Float Therapy for Improved Sleep
A case study demonstrating the value of floatation therapy upon sleep quality Dr. David A. Berv, CCSP, Dipl.Ac. Ally Charleston, University Of Richmond undergraduate April 2018
Finding safe and effective ways to improve quality of sleep is both an urgent personal and worldwide need. One option that has been showing tremendous promise is that of float therapy, otherwise known as floatation therapy, floatation or floating. The following case study is part of a growing investigation into the connection between float therapy and quality of sleep.

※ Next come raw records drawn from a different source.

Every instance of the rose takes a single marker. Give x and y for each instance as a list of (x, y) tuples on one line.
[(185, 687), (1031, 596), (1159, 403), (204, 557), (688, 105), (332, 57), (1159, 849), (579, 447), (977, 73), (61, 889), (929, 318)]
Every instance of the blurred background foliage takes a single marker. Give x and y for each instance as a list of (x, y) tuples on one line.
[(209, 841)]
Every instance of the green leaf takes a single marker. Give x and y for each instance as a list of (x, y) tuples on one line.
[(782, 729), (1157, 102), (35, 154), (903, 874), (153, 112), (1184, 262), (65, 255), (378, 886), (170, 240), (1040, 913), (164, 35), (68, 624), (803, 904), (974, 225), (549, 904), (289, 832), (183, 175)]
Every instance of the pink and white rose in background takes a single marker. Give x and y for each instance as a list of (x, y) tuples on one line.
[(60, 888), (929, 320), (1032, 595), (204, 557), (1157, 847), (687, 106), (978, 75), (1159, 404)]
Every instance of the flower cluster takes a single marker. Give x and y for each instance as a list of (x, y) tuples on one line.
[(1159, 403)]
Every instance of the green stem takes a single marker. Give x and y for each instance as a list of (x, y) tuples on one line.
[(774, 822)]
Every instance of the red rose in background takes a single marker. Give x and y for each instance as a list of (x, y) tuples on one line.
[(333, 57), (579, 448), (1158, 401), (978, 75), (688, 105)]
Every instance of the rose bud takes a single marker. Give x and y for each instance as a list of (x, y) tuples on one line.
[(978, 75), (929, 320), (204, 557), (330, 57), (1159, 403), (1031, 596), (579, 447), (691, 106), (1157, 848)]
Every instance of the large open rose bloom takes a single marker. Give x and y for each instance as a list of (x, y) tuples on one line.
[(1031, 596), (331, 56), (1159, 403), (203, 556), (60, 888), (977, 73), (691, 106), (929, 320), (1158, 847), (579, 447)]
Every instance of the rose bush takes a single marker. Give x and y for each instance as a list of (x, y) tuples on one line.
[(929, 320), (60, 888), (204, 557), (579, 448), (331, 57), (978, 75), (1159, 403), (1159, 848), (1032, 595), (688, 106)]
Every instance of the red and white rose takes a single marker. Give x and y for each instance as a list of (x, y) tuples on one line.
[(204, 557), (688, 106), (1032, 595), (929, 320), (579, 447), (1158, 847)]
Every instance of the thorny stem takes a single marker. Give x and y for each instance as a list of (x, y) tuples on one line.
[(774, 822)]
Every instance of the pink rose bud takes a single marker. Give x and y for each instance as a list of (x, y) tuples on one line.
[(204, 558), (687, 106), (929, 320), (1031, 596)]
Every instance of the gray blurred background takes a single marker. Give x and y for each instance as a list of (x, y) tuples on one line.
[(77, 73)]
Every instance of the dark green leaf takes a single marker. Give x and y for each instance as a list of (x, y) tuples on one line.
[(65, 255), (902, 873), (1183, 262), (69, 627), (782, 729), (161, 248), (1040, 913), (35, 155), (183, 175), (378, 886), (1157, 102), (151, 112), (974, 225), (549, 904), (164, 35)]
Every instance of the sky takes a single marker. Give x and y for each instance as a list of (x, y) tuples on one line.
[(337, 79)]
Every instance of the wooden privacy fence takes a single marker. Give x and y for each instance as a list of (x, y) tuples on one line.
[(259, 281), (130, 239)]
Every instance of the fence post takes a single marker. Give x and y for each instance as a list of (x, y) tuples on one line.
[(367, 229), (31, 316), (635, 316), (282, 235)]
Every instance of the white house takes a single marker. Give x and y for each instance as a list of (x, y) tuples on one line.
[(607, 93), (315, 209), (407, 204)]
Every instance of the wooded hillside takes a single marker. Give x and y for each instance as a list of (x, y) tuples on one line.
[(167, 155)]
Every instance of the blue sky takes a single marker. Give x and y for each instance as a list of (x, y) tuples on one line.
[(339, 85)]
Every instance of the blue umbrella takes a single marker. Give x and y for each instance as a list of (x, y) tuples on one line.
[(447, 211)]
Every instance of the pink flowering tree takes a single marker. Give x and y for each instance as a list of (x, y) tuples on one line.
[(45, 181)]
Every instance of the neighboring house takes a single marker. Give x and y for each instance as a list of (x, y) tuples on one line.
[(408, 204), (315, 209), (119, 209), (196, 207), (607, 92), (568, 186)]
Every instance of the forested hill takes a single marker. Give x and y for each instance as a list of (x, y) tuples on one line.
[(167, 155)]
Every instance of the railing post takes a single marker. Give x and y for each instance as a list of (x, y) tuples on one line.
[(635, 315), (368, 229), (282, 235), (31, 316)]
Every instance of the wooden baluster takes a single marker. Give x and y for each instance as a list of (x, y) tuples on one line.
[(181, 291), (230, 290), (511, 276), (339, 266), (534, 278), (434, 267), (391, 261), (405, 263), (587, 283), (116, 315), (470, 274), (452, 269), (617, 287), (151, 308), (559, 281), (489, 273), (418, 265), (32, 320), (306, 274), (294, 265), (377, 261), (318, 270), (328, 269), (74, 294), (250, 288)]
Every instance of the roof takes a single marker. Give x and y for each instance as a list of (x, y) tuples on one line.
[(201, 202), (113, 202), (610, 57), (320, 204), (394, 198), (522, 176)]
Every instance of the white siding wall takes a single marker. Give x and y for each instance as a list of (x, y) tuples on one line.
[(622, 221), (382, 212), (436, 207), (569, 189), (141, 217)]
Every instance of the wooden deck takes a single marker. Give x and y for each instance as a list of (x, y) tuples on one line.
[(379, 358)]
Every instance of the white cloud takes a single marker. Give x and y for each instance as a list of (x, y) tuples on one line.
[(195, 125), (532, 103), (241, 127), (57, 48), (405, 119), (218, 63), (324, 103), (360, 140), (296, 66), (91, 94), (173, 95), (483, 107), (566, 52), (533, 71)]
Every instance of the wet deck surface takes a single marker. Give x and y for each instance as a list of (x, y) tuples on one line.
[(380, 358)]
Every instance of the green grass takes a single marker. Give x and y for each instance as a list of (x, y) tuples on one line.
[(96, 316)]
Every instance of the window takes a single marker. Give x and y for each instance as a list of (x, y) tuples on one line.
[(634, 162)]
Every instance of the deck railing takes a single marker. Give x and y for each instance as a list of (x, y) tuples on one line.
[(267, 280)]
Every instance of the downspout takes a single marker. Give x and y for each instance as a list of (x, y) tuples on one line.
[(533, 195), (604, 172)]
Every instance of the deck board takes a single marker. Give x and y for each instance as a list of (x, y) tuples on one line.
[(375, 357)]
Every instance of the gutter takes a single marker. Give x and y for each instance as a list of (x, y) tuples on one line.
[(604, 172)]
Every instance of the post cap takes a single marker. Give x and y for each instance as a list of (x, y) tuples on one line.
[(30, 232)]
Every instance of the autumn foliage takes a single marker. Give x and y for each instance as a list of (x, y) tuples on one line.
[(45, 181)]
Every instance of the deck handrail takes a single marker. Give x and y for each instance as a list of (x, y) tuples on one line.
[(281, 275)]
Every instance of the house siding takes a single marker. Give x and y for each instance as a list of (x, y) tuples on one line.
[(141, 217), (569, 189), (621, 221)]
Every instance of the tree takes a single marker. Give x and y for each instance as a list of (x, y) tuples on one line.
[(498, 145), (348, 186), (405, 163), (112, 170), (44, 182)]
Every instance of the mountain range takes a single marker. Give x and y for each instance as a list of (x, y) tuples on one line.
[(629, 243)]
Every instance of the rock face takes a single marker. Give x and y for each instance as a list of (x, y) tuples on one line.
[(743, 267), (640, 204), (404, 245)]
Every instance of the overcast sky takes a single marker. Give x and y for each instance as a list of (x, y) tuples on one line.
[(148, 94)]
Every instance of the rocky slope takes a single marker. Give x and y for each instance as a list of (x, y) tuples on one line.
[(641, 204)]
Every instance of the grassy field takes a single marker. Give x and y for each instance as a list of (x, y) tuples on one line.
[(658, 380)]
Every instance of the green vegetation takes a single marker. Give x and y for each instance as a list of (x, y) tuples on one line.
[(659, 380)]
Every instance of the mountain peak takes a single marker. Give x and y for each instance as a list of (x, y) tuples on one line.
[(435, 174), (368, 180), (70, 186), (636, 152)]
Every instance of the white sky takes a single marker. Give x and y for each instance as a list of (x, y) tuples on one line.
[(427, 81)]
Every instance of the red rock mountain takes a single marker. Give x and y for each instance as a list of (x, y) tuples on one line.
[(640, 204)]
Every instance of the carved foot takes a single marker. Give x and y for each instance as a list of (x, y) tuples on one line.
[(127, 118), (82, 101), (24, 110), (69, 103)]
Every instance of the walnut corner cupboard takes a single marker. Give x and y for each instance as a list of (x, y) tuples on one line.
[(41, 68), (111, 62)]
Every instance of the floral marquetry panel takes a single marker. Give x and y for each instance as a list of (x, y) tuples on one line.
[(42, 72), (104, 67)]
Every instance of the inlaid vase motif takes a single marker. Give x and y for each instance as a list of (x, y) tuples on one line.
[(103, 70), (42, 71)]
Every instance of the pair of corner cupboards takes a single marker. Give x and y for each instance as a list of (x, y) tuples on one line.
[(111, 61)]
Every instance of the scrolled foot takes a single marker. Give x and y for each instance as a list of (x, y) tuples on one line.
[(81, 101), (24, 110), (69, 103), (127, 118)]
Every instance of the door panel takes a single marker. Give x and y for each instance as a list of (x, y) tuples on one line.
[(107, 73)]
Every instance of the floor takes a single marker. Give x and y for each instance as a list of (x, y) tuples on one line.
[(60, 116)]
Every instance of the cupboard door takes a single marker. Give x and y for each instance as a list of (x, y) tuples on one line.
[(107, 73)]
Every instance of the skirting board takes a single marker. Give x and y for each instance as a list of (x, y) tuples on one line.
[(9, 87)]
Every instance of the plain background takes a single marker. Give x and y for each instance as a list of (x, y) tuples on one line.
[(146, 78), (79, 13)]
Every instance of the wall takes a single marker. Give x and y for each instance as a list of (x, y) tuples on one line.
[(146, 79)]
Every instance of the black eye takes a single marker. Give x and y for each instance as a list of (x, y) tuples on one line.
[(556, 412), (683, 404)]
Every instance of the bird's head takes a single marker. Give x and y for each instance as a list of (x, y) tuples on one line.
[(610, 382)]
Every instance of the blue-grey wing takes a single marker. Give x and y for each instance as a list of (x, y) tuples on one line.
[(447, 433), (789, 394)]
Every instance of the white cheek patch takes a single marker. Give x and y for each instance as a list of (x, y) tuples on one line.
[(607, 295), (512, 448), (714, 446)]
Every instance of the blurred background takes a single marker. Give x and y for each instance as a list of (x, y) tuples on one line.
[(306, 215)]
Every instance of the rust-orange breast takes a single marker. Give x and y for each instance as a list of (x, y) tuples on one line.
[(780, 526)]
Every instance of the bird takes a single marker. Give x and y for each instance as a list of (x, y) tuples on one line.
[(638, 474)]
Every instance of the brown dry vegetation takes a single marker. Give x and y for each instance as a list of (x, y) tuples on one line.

Participants of a 2018 study included students to test the effects of float therapy on quality of sleep, stress, anxiety and academic focus. Each student participant floated one time per week for three weeks. They also received a daily survey using a numeric scale on a 0-10 continuum with descriptors.
Results
Quality of Sleep: Improved 37%
Sense of feeling refreshed in morning: Improved 49%
Level of daily fatigue: Improved 56%
Ease of falling asleep last night: Improved 63%
Stress level: Improved 67%
Anxiety: Improved 78%
Effect on productivity and focus: Improved 49%
Number of hours of sleep: Unchanged
The results reflect that sleep quality improved when subjects floated once a week for three weeks. Thus, while science is still discovering the wonders and benefits of sleep, you can rest easy knowing that sleep can be improved through floatation therapy.
Float therapy improves quality of sleep in college students. Improved quality of sleep includes an ability to fall asleep easier, feeling more refreshed after waking, less daily fatigue and an increased ability to focus and be productive. Floating once weekly for three weeks in succession also led to significant decreases in both stress and anxiety levels. There were no negative effects. Students as well as adults, medical professionals and alternative health care providers should consider floatation therapy by itself and in tandem with other mind/body approaches to improve quality of sleep.